As TrueNAS® SCALE approaches its General Availability date in less than 10 days time, one of the technology pieces I am extremely excited about in TrueNAS® SCALE is the NFS Ganesha server. It is still early days to see the full prowess of NFS Ganesha in TrueNAS® SCALE, but the potential of Ganesha’s capabilities in iXsystems™ new scale-out storage technology is very, very promising.

NFS Ganesha

I love Network File System (NFS). It was one of the main reasons I was so attracted to Sun Microsystems® SunOS in the first place. 6 months before I graduated, I took a Unix systems programming course in C in the university. The labs were on Sun 3/60 workstations. Coming from a background of a VAX/VMS system administrator in the school’s lab, Unix became a revelation for me. It completely (and blissfully) opened my eyes to open technology, and NFS was the main catalyst. Till this day, my devotion to Unix remained sacrosanct because of the NFS spark aeons ago.

I don’t know NFS Ganesha. I knew of its existence for almost a decade, but I have never used it.
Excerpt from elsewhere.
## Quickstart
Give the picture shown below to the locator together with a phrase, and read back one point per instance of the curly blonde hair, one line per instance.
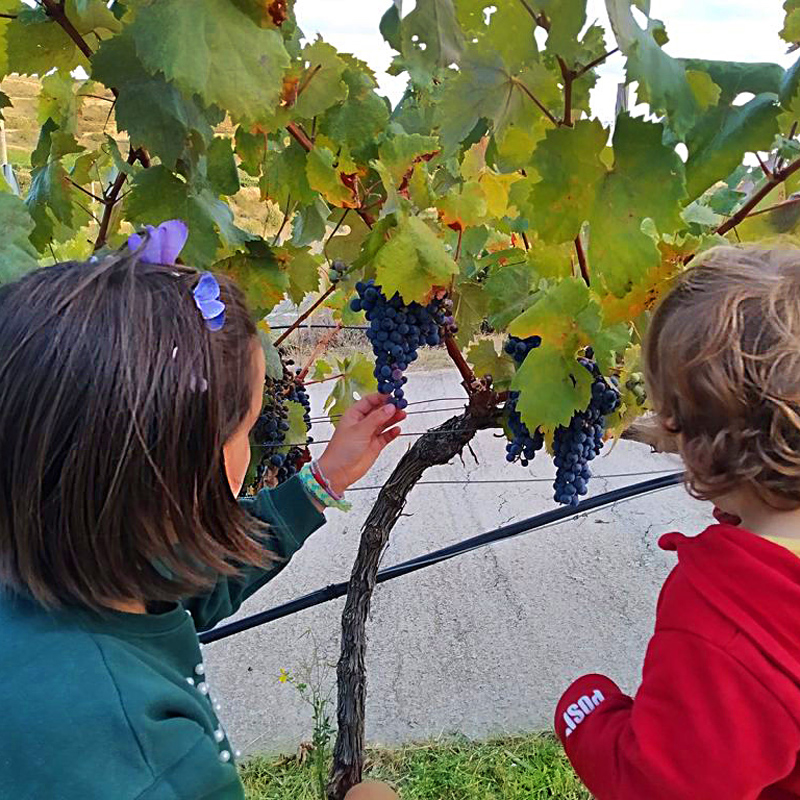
(723, 371)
Most of the NFS daemons/servers I worked with were kernel NFS, and these included NFS services in Sun SunOS/Solaris, several Linux flavours – Red Hat®, SuSE®, Ubuntu, BSD variants in FreeBSD and MacOS, the older Unices of the 90s – HP-UX, Ultrix, AIX and Irix along with SCO Unix and Microsoft® XenixNetApp® ONTAP™, EMC® Isilon (very briefly), Hitachi® HNAS (née BlueArc) and of course, in these past 5-6 years FreeNAS®/TrueNAS™.

So, as TrueNAS® SCALE beckons, I took to this weekend to learn a bit about NFS Ganesha. Here are what I have learned.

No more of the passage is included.